Flame Graphs in Rust on Linux

I’ve been working on a few toy Rust programs and libraries of late. One of these is dolby, an implementation of Adaptive Count-Min Sketch as detailed in this paper from Microsoft Research. CMS data structures are designed to deal with the problem of counting things at scale - when your incoming data stream is (essentially) infinite, how can you reason about the data using only finite resources? CMS algorithms and structures get around that by using probability - they can give you approximate answers.

Running an algorithm like this at scale is likely to amplify any inefficiencies in the implementation, and knocking off a few seconds, milliseconds, or even microseconds off the running time of a loop or other section of the program can yield massive rewards. And a great way to identify potential improvements or discovering problematic issues is with flame graphs.

(The following was all done on a Ubuntu 16.04 machine, but don’t worry! I’m not using any fancy BPF tricks or anything - as long as you can run a recent-ish perf on your machine (mine is 4.4.15), you should be able to replicate this fairly easily.)

In order to get useful information out of our profiling tools, we need to tell the Rust compiler (rustc) to include DWARF debugging symbols in the binary it is going to create. To do this, we add a small section to our cargo.toml file:

    [profile.release]
    debug = true

Once we have built the binary with cargo build, we can do a system-wide profile using perf. Here I’m running a test against 10 million entries being added to a dolby data structure:

    root# perf record -ag  ~/dolby/target/debug/dolby

(the -a flag ensures profiling capture on all CPUs, the -g flag switches on stack-chain recording, which is needed to build the flame graph structure)

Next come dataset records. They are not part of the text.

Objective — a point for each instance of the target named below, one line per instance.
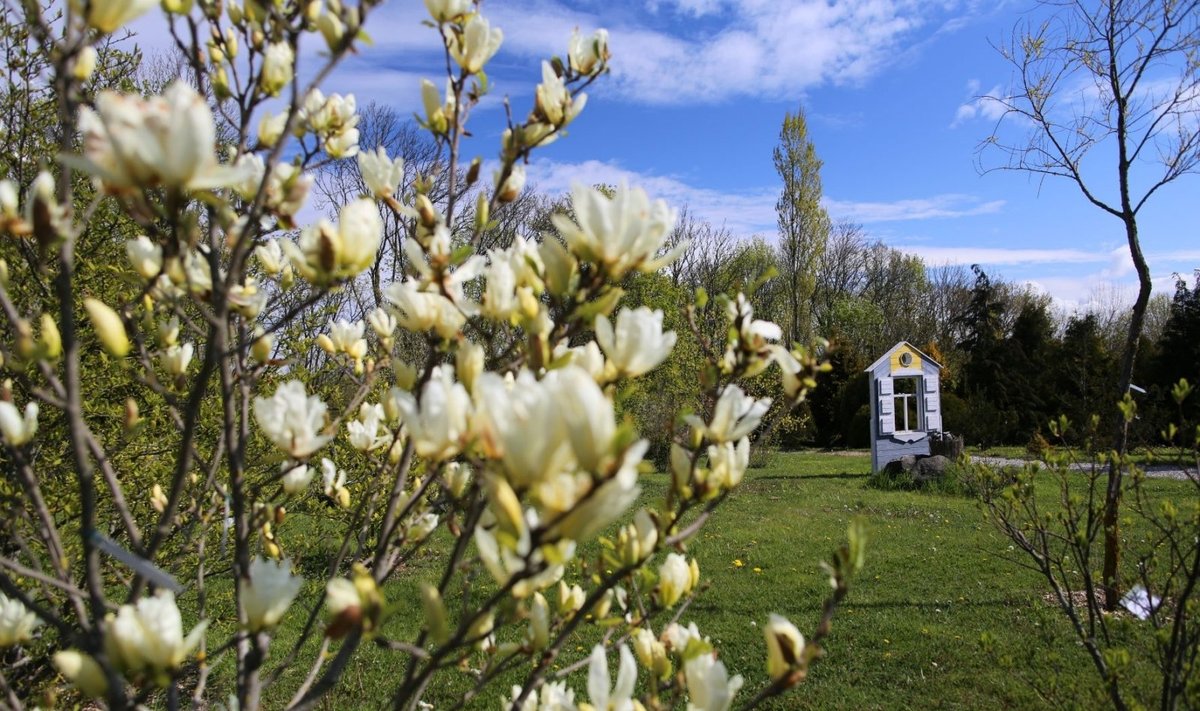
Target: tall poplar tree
(803, 223)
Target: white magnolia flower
(277, 67)
(145, 257)
(382, 174)
(297, 478)
(423, 311)
(364, 432)
(621, 695)
(347, 338)
(441, 424)
(109, 15)
(292, 419)
(270, 256)
(709, 687)
(166, 141)
(553, 100)
(785, 646)
(507, 418)
(587, 54)
(17, 622)
(637, 345)
(586, 412)
(592, 511)
(513, 185)
(448, 10)
(329, 254)
(382, 322)
(16, 429)
(475, 45)
(729, 462)
(268, 592)
(619, 233)
(675, 579)
(736, 416)
(177, 358)
(149, 635)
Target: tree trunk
(1121, 430)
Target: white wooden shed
(906, 404)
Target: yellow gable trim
(895, 364)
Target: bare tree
(1109, 93)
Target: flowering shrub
(474, 394)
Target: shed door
(886, 406)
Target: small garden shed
(905, 404)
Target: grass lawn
(941, 616)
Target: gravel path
(1161, 471)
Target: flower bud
(108, 327)
(785, 646)
(82, 671)
(84, 65)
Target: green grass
(940, 617)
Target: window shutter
(887, 424)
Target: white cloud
(987, 106)
(1001, 256)
(937, 207)
(744, 213)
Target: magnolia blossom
(619, 233)
(474, 45)
(334, 483)
(166, 141)
(587, 55)
(729, 462)
(382, 174)
(109, 15)
(145, 257)
(504, 560)
(382, 322)
(364, 431)
(17, 622)
(553, 100)
(16, 429)
(441, 423)
(675, 579)
(295, 478)
(551, 697)
(268, 592)
(423, 311)
(785, 646)
(736, 416)
(637, 345)
(709, 687)
(277, 67)
(292, 419)
(621, 695)
(149, 635)
(329, 254)
(177, 358)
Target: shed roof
(893, 350)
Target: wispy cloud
(979, 106)
(931, 208)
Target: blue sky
(700, 88)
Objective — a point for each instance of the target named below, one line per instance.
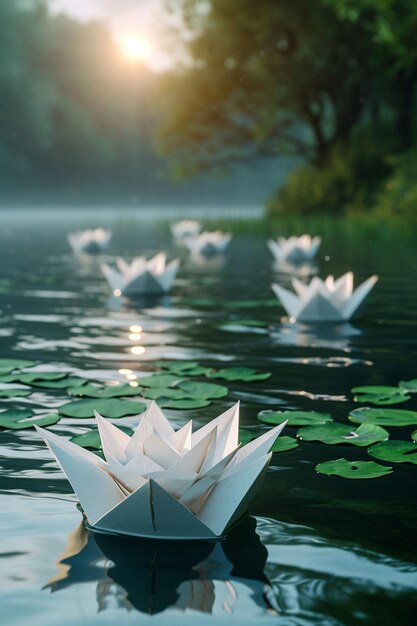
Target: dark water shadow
(153, 576)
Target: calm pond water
(326, 551)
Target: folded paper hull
(144, 285)
(166, 484)
(92, 247)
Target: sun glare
(136, 47)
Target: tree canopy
(301, 77)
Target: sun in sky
(136, 47)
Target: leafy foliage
(353, 469)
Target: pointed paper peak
(156, 418)
(113, 440)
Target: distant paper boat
(294, 249)
(185, 228)
(90, 241)
(141, 276)
(162, 483)
(208, 243)
(329, 300)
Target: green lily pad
(19, 419)
(376, 389)
(245, 436)
(353, 469)
(245, 374)
(295, 418)
(91, 439)
(6, 286)
(395, 451)
(183, 368)
(8, 365)
(108, 408)
(63, 383)
(383, 417)
(154, 393)
(204, 390)
(199, 370)
(332, 434)
(284, 443)
(383, 399)
(34, 378)
(253, 323)
(409, 385)
(110, 391)
(15, 393)
(185, 404)
(160, 380)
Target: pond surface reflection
(325, 551)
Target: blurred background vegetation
(313, 101)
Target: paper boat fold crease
(294, 249)
(185, 228)
(90, 241)
(208, 243)
(142, 276)
(329, 300)
(163, 483)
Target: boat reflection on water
(152, 576)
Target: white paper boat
(294, 249)
(163, 483)
(319, 301)
(141, 276)
(185, 228)
(89, 241)
(208, 243)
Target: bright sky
(137, 24)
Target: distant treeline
(331, 81)
(75, 116)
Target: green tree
(266, 78)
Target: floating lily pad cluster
(320, 427)
(178, 385)
(173, 385)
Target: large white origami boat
(208, 243)
(294, 249)
(185, 228)
(324, 301)
(142, 276)
(90, 241)
(162, 483)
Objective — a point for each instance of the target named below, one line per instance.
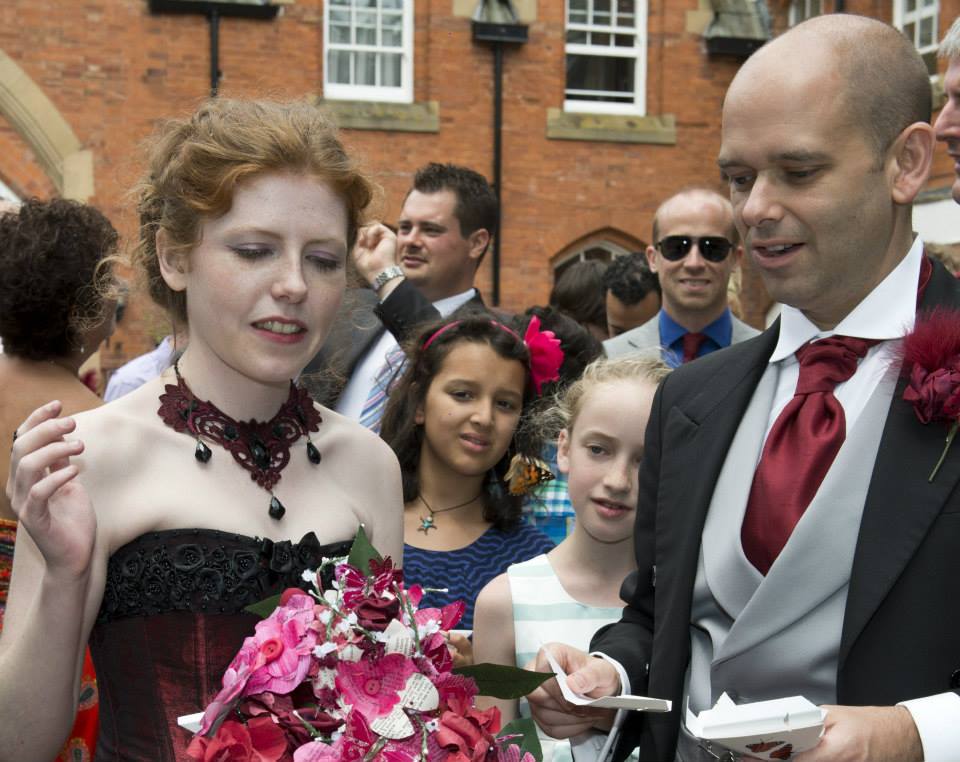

After that has finished, we can use Brendan Gregg’s flame graph tools to convert the output into graphical form.

    perf script | ~/FlameGraph/stackcollapse-perf.pl | ~/FlameGraph/flamegraph.pl > rust.svg

Opening rust.svg in a browser gives us a fancy flame graph!

Rust.svg

Looking at the graph, it seems that the majority of the time dolby is on-CPU, it is running the insert method. Which makes sense, seeing as the test harness is firing 10m numbers into the structure! We can also see by walking up the chain that insert spends most of its time in the hash_index method, and most of the samples inside hash_index are actually while Rust is doing hashing calculations within the murmurhash3 crate. Changing the hash function to something less expensive than murmurhash3 may therefore result in improved insert performance.

Anyhow - flame graphs in Rust! They’re easy! Use them!